While the initial reaction to Windows RT devices was not entirely favorable for many critics, since one of the advantages of sticking with a Windows device is the backward compatibility, there are some indications that Windows-based ARM tablets will have a fighting chance. One of the more important advantages will be price. According to Lenovo’s David Schmook we can expect some very good deals on Windows RT tablets.
In a Bloomberg interview, Schmook declared that “RT will play in consumer and retail at very aggressive price points”. The direct marketing to consumers, he indicates, will include these devices being sold for anywhere from $200 to $300 less than their Windows 8 counterparts.
This should come as no real surprise given Microsoft’s hints about pricing for the Surface. The difference in price between leading ARM tablets and Ultrabooks, the reference points for the Surface RT and the Surface Pro, is at least that large. The emphasis on consumer marketing being referred to her, however, might underestimate the importance that many consumers will place on compatibility in their Tablets.
For the most part, Tablet PCs have come to be used as purely consumptive devices. They are idea for things like reading, casual game playing, watching streaming video, and other such tasks while being extremely difficult to produce things on. Apple’s iPad has the software to make many forms of content creation less difficult, but it is safe to say that anything possible on the iPad is going to be simpler on a desktop unless you choose to invest in expensive peripheral input devices to go with the tablet.

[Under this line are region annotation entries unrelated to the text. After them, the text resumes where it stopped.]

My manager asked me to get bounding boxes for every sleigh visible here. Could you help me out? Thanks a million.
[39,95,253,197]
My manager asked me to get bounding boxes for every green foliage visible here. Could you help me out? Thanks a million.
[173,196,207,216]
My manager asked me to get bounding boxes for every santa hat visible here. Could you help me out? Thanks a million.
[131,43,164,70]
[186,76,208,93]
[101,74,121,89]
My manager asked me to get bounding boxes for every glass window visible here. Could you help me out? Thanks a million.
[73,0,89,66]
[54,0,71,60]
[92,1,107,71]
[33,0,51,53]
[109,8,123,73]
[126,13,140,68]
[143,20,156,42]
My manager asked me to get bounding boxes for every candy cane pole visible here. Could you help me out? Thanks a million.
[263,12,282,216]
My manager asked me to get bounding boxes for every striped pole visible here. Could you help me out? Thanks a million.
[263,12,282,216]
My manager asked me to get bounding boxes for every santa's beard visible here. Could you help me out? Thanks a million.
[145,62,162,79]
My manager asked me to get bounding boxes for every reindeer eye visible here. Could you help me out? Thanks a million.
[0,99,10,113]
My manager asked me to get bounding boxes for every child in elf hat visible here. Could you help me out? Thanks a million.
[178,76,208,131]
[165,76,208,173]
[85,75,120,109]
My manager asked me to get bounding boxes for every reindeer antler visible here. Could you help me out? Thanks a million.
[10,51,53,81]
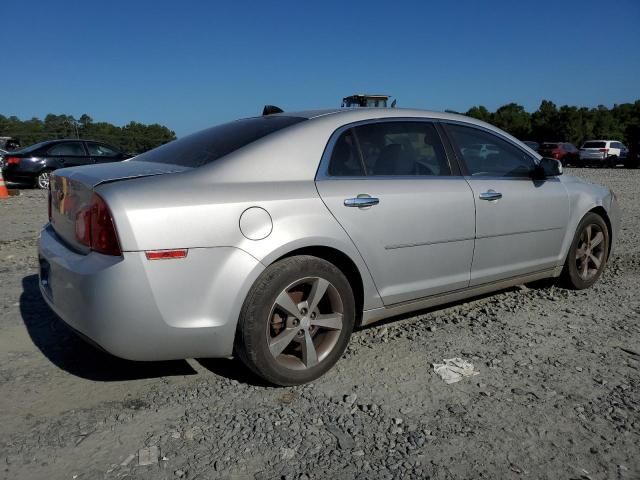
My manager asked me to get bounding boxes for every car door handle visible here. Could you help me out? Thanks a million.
[479,190,502,200]
[344,195,380,208]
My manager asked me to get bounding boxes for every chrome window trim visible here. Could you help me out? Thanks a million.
[315,117,464,182]
[440,120,542,181]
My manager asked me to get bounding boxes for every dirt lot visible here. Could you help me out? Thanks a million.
[0,169,640,479]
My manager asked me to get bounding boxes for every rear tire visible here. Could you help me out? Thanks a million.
[234,255,355,386]
[560,212,609,290]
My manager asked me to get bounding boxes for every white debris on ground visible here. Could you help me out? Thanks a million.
[433,357,480,384]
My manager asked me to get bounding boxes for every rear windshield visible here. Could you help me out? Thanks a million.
[132,115,306,167]
[11,141,53,154]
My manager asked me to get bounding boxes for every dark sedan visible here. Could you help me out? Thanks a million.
[2,140,128,189]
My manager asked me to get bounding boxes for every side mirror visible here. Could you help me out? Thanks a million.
[532,157,562,180]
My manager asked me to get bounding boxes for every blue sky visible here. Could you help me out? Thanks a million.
[0,0,640,135]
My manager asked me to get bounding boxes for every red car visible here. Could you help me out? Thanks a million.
[538,142,580,166]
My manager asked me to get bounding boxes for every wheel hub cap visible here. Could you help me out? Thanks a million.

The Microsoft Surface tablet is being sold as a productivity tool. When it was revealed, one of the main emphases was the usefulness of the Touch Cover. By including a peripheral that allows the tablet to work more like a laptop at no extra cost, they have introduced the potential for Windows RT to move beyond consumption tasks. Other tablets we have seen released lately use similar options, like the Asus Transformer Book which has a detachable keyboard and touchpad.

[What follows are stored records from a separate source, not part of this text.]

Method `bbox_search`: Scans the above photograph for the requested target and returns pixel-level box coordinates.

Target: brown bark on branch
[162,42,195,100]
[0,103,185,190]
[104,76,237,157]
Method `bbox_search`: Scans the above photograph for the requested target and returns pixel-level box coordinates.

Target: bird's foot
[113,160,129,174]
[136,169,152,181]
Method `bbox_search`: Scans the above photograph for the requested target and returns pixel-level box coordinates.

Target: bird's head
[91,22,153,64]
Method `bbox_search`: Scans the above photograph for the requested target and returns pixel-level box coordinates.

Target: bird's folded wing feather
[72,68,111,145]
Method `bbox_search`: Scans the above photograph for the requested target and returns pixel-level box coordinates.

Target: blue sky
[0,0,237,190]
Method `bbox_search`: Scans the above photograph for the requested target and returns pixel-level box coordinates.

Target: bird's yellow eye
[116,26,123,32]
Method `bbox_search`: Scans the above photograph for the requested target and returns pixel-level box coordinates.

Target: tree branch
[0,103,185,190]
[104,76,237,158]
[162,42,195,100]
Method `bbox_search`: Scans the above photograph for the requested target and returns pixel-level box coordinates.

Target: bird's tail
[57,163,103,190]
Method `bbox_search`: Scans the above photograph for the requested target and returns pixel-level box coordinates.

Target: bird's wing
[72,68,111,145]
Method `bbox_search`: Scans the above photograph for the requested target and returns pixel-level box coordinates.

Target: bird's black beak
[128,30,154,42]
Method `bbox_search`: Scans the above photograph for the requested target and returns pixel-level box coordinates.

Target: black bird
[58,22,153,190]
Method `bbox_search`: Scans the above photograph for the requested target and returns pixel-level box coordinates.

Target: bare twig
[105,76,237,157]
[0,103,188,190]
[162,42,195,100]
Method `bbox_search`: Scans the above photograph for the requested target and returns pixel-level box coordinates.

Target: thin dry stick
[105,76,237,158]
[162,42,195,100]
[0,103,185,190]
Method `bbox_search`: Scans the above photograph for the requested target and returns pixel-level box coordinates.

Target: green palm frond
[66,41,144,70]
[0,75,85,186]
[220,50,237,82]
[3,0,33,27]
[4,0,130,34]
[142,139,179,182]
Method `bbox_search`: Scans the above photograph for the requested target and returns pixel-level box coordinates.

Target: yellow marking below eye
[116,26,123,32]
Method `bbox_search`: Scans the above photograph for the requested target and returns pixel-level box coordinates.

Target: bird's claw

It might be fair to ask what expectations will be raised as a result of this sort of practice. It’s great to say that Windows RT devices can potentially replace Netbooks. That’s wonderful. If they can’t work with most existing software, however, they the keyboard and mouse input options will largely be reduced to novelties for anybody who doesn’t regularly need office apps on their portable device.

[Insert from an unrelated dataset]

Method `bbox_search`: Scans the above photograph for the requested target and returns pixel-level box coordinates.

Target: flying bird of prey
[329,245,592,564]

The Windows 8 tablet, which the Schmook interview indicates will be priced from $600 to $700, offers the full range of Windows applications to choose from as well as everything that Windows RT has to offer. This means that customers will have to spend twice as much, but by doing so they get a lot more options.
The big determining factor will probably be app developers. If the right applications are designed for WinRT, which will work on either Windows RT or Windows 8, then this might all be idle speculation. It isn’t necessarily unreasonable for a WinRT app to be designed with the mouse and keyboard in mind even if it does seem like the idea might take a while to catch on amidst the initial rush to present touch-based options. The interest is likely to be there for anybody who does things well, if nothing else.